Rafineri ve dağıtım şirketlerinin akaryakıt fiyatlarının serbest bırakıldığı 1 Ocak 2005'ten itibaren petroldeki artış bahane edilerek kâr marjlarını hızla artırdı. Akaryakıt şirketleri ise yüzde 70'e yaklaşak vergileri gerekçe göstererek topu Maliye'ye atmıştı. Fiyatların serbest bırakılmasıyla birlikte rafineri ve dağıtım şirketleri kâr marjlarını ciddi oranda artırdı. Enerji Piyasası Düzenleme Kurulu (EPDK) tarafından hazırlanan 2007 Petrol Piyasası Sektör Raporu'nda, benzinde 2005-2006 dönemlerinde şirketlerin kâr marjlarında ciddi artışlar yaşandığına ve motorinde marjın 3 kat arttığına dikkat çekiliyor. Rapora göre, Ocak 2005'te 1 litre benzinde 0,09 yeni lira olan dağıtıcı payı, Ocak 2006'da 0,13'e; Ocak 2007'de 0,20'ye yükseldi. Aralık 2007'de ise bu rakam 0,19 yeni lira oldu. Motorinde ise aynı dönemde dağıtıcı payı 0,05'ten 0,17 yeni liraya çıktı.
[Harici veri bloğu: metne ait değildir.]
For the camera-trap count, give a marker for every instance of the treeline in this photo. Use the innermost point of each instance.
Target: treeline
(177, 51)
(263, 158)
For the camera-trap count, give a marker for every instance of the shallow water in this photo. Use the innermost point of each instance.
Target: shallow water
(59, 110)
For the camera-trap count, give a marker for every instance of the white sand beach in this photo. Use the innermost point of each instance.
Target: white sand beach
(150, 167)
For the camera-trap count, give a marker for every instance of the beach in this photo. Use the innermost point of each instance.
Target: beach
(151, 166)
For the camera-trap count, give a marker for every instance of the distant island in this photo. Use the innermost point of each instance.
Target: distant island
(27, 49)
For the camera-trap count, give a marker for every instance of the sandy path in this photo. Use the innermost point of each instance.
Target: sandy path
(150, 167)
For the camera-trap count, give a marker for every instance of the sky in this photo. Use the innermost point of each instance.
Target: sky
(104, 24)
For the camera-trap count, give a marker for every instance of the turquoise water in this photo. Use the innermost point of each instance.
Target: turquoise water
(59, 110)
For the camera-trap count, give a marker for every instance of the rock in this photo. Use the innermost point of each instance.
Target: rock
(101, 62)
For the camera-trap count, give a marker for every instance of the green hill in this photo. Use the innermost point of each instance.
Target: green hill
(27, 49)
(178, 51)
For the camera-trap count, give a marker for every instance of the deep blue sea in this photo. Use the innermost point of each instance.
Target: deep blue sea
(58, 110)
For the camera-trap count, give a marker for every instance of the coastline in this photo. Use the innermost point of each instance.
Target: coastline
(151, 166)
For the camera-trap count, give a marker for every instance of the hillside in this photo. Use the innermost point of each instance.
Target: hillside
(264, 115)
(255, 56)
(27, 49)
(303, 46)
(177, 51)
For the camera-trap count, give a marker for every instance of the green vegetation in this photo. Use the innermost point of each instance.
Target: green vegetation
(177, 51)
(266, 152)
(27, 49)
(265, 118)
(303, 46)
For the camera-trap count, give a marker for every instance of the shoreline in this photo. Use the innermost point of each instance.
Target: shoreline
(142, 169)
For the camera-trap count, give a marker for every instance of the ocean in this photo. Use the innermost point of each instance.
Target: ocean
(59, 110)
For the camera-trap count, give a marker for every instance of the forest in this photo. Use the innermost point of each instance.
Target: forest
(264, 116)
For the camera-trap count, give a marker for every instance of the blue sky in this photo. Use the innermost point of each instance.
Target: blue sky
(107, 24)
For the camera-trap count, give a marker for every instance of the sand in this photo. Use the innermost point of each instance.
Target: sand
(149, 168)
Raporun 'Akaryakıt Dağıtım Fiyatları' bölümünde şu görüşlere yer veriliyor: "Vergisiz kurşunsuz benzin 95 oktan dağıtım fiyatlarının 2005, 2006 ve 2007 yıllarında artış hızının gittikçe azaldığı, dağıtıcı payının ise 2005 ve 2006 yıllarında ciddi oranda artış gösterip 2007 yılında hemen hemen aynı kaldığı gözlenmektedir. Vergisiz 'Motorin 50' dağıtım fiyatı, 2005 yılında yüzde 40 oranında artış göstermiş, 2006 ve 2007 yıllarında bu artış oranı daha düşük düzeylerde gerçekleşmiştir. Dağıtıcı payı ise 2005 yılı sonunda 2005 yılı başı değerinin yaklaşık olarak 3 katına yükselmiş, ancak 2006 ve 2007 yıllarında nispeten düşük oranlarda artış gerçekleşmiştir."
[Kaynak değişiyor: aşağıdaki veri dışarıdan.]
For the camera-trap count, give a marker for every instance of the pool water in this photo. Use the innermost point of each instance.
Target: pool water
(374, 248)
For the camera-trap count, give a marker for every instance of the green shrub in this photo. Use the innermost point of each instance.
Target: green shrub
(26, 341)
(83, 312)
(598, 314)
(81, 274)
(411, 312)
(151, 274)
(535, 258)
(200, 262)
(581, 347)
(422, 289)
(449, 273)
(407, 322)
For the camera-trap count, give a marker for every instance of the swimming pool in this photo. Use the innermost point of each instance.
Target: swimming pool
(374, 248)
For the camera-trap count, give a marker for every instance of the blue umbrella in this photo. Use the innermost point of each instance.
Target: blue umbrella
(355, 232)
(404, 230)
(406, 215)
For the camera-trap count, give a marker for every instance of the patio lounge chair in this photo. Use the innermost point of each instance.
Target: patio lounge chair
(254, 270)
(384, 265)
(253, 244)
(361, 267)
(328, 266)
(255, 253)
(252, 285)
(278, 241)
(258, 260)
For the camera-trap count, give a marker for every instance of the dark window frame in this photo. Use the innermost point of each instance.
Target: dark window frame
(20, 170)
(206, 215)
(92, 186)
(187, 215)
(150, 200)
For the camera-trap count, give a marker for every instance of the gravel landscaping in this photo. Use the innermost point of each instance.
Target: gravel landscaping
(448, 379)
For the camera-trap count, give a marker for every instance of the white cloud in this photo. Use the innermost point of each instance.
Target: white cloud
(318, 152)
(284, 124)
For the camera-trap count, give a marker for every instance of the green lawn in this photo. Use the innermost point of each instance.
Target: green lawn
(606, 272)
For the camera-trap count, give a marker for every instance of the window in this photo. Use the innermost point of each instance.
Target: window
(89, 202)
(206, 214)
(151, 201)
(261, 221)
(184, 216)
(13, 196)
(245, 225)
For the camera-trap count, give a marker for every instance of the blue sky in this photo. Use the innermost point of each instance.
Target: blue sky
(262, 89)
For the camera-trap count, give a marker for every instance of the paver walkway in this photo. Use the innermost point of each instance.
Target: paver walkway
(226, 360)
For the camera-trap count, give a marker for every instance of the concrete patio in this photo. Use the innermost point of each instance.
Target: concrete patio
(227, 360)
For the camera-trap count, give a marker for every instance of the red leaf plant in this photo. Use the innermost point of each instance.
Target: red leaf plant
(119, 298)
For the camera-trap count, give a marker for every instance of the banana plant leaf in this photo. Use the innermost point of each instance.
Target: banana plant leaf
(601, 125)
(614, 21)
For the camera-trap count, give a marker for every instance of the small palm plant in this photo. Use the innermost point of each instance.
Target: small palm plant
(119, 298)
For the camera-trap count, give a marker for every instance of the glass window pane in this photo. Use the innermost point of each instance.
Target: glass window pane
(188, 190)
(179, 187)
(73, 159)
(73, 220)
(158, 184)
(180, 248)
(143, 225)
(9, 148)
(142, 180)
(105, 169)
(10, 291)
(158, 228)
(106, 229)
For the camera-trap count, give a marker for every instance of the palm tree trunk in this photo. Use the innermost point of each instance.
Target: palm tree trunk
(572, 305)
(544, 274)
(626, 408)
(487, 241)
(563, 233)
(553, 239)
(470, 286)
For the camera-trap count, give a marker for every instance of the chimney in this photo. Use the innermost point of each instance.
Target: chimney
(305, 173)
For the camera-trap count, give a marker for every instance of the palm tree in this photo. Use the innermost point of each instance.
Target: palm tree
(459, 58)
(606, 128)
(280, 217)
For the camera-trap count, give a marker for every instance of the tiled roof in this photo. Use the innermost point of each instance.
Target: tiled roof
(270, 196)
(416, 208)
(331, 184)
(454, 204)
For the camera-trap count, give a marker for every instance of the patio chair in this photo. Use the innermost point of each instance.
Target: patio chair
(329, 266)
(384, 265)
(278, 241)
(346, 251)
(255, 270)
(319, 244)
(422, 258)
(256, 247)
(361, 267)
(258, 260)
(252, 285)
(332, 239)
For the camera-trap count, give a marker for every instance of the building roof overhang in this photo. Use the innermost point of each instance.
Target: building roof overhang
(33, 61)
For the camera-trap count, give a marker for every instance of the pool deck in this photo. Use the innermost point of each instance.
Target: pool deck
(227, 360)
Akaryakıt fiyatları Rekabet Kurulu'nun da gündemine gelmiş; kurul şirketlerin rekabeti ihlal etmediğine karar vermişti. Buna karşılık kurul gerekçeli kararında şirketleri 'ham petroldeki indirimleri akaryakıt fiyatlarına yansıtmamakla' suçlamıştı. Halen İstanbul'da bir litre benzin istasyonlarda 2,78, motorin 2,39 ve LPG 1,57 yeni liradan satılıyor.
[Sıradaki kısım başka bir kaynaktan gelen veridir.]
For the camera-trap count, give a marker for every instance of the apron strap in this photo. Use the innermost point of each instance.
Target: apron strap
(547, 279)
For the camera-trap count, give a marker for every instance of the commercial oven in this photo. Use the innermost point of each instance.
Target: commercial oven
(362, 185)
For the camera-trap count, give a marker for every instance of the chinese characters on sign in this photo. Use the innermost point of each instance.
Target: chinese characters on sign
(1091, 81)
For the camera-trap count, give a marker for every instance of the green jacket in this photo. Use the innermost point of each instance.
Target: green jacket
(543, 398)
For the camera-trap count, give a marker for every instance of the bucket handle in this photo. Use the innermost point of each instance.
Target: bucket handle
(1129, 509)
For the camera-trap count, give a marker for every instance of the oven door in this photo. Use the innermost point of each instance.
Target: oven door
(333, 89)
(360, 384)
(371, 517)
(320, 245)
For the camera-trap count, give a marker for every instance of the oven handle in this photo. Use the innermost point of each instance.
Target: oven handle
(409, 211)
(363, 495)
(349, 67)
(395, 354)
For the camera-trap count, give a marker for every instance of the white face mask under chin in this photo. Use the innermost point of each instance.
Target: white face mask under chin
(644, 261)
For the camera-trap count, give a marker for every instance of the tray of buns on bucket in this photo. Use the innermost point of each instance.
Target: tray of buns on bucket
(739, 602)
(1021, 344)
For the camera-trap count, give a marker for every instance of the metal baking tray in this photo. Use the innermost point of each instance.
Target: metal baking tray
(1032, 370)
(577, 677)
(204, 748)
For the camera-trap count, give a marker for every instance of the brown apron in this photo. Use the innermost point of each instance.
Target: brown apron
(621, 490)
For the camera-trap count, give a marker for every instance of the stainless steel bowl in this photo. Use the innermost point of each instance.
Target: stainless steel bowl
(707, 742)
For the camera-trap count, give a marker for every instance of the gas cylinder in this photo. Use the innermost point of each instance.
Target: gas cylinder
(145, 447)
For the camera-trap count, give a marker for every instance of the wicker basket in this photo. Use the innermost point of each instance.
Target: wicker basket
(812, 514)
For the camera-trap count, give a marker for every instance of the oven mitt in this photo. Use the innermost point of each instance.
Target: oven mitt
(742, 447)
PETROL KARTELİ DÜŞÜŞTEN RAHATSIZ, ÜRETİMİ AZALTACAK
Petrol fiyatlarında yaşanan sert düşüşü durdurmaya çalışan Petrol İhraç Eden Ülkeler Örgütü (OPEC), günlük üretimde büyük bir kesintiye gitti. Teşkilatın dün Cezayir'in Oran kentinde yapılan petrol bakanları toplantısında, günlük petrol üretimi kesintisinin 2 milyon varil olması kararlaştırıldı. Böylece bu yıl petrol üretimi üçüncü kez azaltılırken örgütün toplam kesintisi 4,2 milyon varil oldu. Dünyanın petrolünün üçte birinden fazlasını üreten teşkilata üye Körfez bölgesi üreticileri de petrol stoklarında büyük yığılmayı önlemek için önemli miktarda kesintiye hazır olduğunu belirtiyordu. Bu arada, OPEC'in kararının ardından ABD ham petrolünün varil fiyatı şubat ayı teslimi 24 sent artarak 46,94 dolara, Londra Brent tipi ham petrolün varil fiyatı da 69 sent artarak 47,34 dolara çıktı. OPEC, 2001 yılında 4 safhada günlük petrol üretimini 5 milyon varil azaltarak, yüzde 19 düşürmüştü. Örgüt şimdiye kadar en büyük kesintisini Nisan 1999'da günlük üretimini 1 milyon 716 bin varil azaltarak yapmıştı.
YÜKSEK FİYATLAR MECLİS GÜNDEMİNDE
Petroldeki düşüşün pompaya yansımamasını, CHP Milletvekili Ali Rıza Öztürk, Meclis gündemine getirdi. Öztürk, dünya petrol fiyatlarının üçte iki oranında düşmesine rağmen Türkiye'de akaryakıt fiyatlarının neden petroldeki kadar düşmediğinin açıklanmasını istedi. Öztürk, Enerji Bakanı Hilmi Güler'in cevaplandırması istemiyle Meclis Başkanlığı'na sunduğu soru önergesinde, "Dünya petrol fiyatlarındaki düşüşün ülkemize yansımamasının ülkemiz şartlarından kaynaklanan özel nedeni mi vardır? Ülkemizdeki akaryakıt fiyatlarından litre başına tüketiciden alınan ücretin yüzde kaçı vergi olarak alınmaktadır?" diye sordu.